0 stars 9 forks source link

Testing/Checking Linear Regression assumptions and Evaluating the Model #12

Open rohitchadaram opened 6 years ago

rohitchadaram commented 6 years ago

The basic idea is to build a module which tests the basic assumptions of linear regression, then calculates the metrics like (R-squared,F-Statistic,etc) to evaluate if the data set has a good linear regression fit.

Outline : Build a Data Viz sub module which spits you all the plots relevant to testing the linear regression assumptions vs a normal looking plot then in next sub module the idea is : There are multiple methods which check/evaluate a linear regression individually but none which does it in entirety and gives us a final metric which helps us take an informed decision. My idea is to build a new metric which evaluates the model and uses a harmonic mean of some of the metrics to output a final value. Again this is not fool-proof solution it has its pitfalls this can be used interim with the other features that are being developed like Data Viz, Feature selection to arrive at a accurate/appropriate model.

The important sub-features of this proposal are :

1) Build a way to check for the assumptions of linear regression : Linearity of residuals,Independence of residuals,Normal distribution of residuals,Equal variance of residuals. 2) Build a new metric from the existing metrics which evaluates a linear reg model.

This module is a one-stop place to check_evaluate the data set for Linear regression.

douglas-yao commented 5 years ago

I like this idea, did you have an idea of which metrics you wanted to combine, and in what way?
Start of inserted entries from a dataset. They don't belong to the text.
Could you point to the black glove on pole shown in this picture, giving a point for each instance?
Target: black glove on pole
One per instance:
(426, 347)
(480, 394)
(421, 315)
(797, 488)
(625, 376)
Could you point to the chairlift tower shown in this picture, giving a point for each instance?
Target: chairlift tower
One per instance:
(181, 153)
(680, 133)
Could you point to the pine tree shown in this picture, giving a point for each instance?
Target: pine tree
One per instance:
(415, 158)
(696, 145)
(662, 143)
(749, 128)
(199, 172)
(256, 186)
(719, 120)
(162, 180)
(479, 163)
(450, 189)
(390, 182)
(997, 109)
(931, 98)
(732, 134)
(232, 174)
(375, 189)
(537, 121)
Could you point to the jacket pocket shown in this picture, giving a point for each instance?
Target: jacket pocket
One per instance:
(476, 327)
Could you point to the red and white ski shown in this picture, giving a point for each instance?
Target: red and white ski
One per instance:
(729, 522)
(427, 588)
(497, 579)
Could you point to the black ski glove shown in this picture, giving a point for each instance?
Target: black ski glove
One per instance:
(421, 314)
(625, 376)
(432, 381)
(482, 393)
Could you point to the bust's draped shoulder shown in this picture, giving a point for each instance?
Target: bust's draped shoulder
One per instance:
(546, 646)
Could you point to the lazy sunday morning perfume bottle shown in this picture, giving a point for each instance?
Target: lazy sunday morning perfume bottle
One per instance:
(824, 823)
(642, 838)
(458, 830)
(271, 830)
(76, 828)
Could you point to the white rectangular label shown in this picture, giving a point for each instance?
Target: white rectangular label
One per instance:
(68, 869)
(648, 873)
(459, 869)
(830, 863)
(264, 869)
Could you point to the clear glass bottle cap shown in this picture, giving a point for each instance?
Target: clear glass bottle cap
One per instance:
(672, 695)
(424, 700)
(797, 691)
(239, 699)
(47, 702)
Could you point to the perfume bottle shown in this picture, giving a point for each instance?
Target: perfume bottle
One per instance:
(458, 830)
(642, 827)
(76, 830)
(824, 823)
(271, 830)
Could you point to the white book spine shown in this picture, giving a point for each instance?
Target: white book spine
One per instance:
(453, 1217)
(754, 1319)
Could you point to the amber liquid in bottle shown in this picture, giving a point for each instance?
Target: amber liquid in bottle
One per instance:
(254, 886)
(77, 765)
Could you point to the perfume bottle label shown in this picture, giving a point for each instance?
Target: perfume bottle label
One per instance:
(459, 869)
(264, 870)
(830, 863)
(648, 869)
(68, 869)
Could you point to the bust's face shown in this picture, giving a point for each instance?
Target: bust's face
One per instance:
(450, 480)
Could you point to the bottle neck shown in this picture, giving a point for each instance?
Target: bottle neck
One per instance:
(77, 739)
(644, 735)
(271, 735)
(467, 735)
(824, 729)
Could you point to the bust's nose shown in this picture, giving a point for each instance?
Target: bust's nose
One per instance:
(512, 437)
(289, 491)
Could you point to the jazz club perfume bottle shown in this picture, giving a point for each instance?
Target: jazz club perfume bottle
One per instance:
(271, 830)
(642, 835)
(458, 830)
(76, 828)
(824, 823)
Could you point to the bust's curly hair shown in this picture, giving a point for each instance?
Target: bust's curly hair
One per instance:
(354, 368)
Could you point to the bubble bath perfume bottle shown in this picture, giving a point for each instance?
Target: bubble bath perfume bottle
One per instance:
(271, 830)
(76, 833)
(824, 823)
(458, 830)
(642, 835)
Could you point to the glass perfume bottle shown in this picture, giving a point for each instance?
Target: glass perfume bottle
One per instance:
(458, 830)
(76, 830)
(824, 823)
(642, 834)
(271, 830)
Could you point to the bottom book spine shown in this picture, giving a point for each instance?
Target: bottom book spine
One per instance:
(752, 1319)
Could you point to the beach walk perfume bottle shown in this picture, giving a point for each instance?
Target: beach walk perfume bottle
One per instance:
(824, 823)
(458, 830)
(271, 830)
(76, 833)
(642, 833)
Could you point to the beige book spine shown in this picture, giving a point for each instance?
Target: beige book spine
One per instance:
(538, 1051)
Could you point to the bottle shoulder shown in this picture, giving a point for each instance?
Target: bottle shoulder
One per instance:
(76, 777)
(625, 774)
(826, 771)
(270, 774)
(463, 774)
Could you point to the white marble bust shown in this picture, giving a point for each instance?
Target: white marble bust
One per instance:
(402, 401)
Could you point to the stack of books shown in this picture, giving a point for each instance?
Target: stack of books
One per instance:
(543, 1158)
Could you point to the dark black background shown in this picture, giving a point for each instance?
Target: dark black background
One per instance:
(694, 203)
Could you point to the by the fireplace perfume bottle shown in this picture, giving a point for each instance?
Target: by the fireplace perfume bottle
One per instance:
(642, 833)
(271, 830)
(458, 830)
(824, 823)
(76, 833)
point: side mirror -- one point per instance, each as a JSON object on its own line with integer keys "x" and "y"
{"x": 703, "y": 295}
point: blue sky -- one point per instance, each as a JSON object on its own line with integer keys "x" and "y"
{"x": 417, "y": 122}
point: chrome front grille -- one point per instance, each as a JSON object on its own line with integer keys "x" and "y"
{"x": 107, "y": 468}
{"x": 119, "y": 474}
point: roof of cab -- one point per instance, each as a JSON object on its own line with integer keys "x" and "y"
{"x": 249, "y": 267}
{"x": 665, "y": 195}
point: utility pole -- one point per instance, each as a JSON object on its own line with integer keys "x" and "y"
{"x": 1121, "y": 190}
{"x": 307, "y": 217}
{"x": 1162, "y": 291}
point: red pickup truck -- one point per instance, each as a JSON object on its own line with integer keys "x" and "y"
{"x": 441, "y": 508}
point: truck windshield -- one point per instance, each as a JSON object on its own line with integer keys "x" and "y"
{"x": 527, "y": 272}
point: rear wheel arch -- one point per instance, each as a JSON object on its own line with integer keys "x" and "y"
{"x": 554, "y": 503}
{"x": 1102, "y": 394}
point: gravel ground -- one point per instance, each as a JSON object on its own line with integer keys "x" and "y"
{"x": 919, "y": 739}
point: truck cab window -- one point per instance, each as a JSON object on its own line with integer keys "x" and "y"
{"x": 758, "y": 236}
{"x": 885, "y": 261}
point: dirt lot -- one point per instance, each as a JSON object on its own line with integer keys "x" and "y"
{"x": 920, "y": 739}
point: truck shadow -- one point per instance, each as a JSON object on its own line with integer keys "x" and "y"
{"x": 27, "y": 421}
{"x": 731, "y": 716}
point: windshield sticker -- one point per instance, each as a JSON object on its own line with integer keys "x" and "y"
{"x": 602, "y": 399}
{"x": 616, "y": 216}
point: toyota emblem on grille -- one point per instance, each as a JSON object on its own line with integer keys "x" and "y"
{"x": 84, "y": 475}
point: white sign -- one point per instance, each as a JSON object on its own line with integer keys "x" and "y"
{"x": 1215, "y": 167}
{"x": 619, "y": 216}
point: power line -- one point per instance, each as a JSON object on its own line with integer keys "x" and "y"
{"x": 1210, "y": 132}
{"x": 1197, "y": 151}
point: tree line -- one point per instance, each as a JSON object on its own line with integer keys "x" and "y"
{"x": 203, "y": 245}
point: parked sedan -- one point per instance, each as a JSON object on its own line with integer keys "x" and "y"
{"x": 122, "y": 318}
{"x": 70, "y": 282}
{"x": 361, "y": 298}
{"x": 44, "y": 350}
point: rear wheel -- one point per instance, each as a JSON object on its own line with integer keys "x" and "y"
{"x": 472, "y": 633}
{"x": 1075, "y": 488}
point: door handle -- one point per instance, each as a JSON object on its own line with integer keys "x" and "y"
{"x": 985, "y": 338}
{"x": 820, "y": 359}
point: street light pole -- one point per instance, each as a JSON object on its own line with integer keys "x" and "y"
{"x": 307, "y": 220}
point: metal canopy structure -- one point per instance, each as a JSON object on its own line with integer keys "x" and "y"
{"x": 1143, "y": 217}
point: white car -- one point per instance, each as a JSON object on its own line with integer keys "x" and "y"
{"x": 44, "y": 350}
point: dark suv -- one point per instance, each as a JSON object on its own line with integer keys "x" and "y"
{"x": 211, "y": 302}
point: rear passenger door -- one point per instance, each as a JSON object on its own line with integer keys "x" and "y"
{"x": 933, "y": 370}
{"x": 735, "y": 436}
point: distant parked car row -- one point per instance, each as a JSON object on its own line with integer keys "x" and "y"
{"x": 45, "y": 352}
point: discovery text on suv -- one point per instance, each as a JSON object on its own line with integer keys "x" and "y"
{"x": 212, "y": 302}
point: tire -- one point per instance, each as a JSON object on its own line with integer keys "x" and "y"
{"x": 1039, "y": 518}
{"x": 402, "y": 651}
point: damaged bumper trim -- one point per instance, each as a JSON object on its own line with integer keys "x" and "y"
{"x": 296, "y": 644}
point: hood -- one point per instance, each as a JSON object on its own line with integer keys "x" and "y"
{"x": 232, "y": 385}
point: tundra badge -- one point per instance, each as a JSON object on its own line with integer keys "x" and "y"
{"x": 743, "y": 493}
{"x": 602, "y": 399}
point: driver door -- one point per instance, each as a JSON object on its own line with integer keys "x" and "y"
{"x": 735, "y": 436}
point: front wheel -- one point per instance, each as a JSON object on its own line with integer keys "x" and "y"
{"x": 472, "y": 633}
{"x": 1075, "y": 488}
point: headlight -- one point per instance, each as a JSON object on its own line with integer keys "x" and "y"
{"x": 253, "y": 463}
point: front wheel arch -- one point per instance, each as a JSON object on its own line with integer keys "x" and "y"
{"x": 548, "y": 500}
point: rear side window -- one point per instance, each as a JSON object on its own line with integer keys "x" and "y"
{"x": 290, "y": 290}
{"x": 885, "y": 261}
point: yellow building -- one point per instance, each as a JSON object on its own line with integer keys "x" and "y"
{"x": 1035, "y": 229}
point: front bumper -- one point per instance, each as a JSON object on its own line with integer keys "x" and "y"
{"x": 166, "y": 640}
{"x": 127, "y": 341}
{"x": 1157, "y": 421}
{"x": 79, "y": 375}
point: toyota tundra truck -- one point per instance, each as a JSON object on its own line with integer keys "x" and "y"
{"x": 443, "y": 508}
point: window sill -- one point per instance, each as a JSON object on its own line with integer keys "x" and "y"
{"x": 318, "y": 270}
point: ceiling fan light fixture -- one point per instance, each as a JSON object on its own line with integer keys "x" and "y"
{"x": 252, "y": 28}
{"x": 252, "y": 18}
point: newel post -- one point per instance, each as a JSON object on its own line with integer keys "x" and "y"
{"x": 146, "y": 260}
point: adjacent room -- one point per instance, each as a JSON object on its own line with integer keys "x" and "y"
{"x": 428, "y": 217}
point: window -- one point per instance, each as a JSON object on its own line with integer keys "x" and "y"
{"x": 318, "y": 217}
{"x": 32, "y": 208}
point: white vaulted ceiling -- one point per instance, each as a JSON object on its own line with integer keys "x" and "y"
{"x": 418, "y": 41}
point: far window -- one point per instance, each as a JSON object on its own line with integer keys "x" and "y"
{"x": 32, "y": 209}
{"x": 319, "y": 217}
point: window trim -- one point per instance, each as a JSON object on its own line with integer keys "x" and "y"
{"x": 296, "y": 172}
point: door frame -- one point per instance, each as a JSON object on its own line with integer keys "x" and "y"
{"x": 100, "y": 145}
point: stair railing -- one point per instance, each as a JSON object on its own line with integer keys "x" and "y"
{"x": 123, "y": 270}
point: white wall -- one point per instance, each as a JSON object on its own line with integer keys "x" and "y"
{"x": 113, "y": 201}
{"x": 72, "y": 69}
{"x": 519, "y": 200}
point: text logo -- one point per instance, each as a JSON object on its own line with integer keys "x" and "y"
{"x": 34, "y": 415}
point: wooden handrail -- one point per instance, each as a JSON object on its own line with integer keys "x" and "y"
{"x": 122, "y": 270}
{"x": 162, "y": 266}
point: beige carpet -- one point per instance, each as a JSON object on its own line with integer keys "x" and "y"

rohitchadaram commented 5 years ago

Thank you for the query. Yes, I am planning to combine R-squared,F-Statistic and p-value three main values which you seek out to report/analyze your model for linear regression in general. Also I chose harmonic mean for the reason being usually when you have a wide range of values from low decimal values( can be 0) to very high values( can be infinity), taking a arithmetic mean to report doesn't make sense as it is skewed,also you will end with cases when the reported metric value is infinity(undefined) that was my idea behind wanting to use harmonic mean as it is the reciprocal of arithmetic mean of reciprocals so it is devoid of any bias of large/small value variations.

So the idea was F-statistic usual range(0 to infinity),R-squared(-1 to +1) was to be combined in a way which represent the strength of model : multiply both the values as large values for both indicate a good model. Now take a harmonic mean of this value with the reciprocal of p-value( as small p-value indicates the data is a good fit compared to a model with only intercept or mean). This metric with a good enough value can be used to differentiate a good/bad model.

So this is a very crude attempt to combine two aspects of metrics reported : The fit of a model and amount of variance explained and try to come up with a new metric for reporting. The new metric values obtained can be judged by comparing with threshold values and the threshold values are calculated by putting in the edge case values for F-statistic,R-squared and p-value. Hope this makes sense.

douglas-yao commented 5 years ago

Makes perfect sense. Looking forward to the final range and accuracy of the metric, sounds like a great at-a-glance metric for fit.